Sours are gnarly on several levels. They’re usually on the lower side for ABV (4-6%), but they’re far more acidic* than most beers, and the flavors can be extreme. Sometimes they look cloudy, like the urine of someone who should probably go to the doctor’s. Since the yeasts they use are more volatile, they’re harder to get right—there’s a fine line between “pleasing umami note of hay” and “decrepit stable literally full of horse piss” and amateur brewers can easily cross it. Plus, sours usually take longer to make.
But no risk, no reward. Sours are for closers.
Your favorite dead guy probably drank sours
Sours are trendy as shit right now, but they’ve been around for a long time. (“I KNEW ABOUT SOURS BEFORE THEY WERE COOL!”- ghosts.)
“It’s not one of the newest methods of brewing,” Barnstormer Brewing Company’s Brad Ariss, from Barrie, Ontario, told me when I asked for a history lesson on sours. “It’s actually one of the oldest.”
Before modern refrigeration and sanitation techniques—before macrobrewed pilsner took over the drinking world—beers were sours by default, mostly because brewers couldn’t find a way to keep pesty wild yeasts like Brett out of their batches.
When Sophocles knocked some back at a symposium, he was probably chugging sours. Shakespeare likely got down with some balsamic-tasting brewskis.
Who cares about Shakespeare, which sours should I drink?
Serious Eats has a great list of the best sours, including Supplication from California’s Russian River brewery. It has sour cherries, Brettanomyces, Lactobacillus, and Pediococcus in each barrel, which produces a flavor I would describe as “alcoholic Warhead beer.” I mean that as a compliment.
Ariss recommends Peekskill Brewery’s Simple Sour, and I can attest: The cloudy, pale brew is delicious, and it’s a good starter sour if you’re scared of the hardcore funk.
If you’re in New York, go over to the Transmitter Brewery. They know what they’re doing. They only do small-batch sours and rarely repeat, so the menu is always changing. You can also get Transmitter’s sours and a variety of others at Blind Tiger in Greenwich Village. Monk’s Cafe in Philadelphia is like an orgiastic feast for sour fans.

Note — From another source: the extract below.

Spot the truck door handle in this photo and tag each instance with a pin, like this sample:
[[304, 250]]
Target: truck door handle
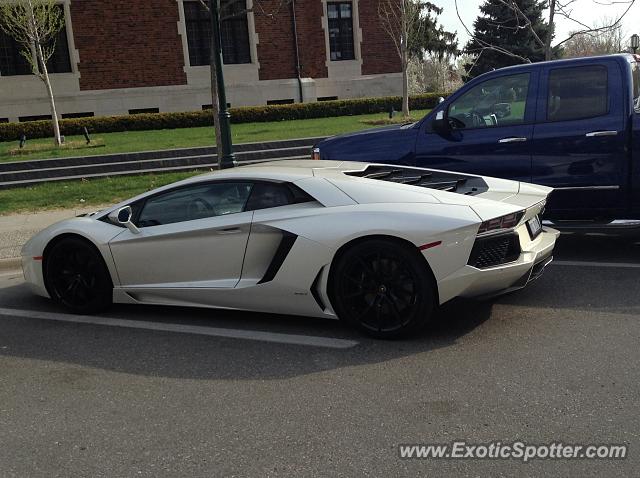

I learned everything I told you today by asking people smarter than me, and there are people who go ride or die for sours and can tell you a lot more about the difference between Saccharomyces and Brettanomyces. There’s a podcast called Sour Hour where Jay Goodwin, brewer at Berkeley’s The Rare Barrel, talks about the brewing process. There’s a delightful blog about sours run by a pharmacist who calls himself “Dr. Lambic.” And your local microbrewery definitely has some dude who will be very eager to tell you about why sours are the new IPAs.
Please tell me how wrong I am about sours in the comments! Or tell us all your favorites.
*Correction: I originally said that pH levels were “far higher” when I meant to say they are acidic. Which is dumb because more acidic means lower pH. I made a stupid! Sorry.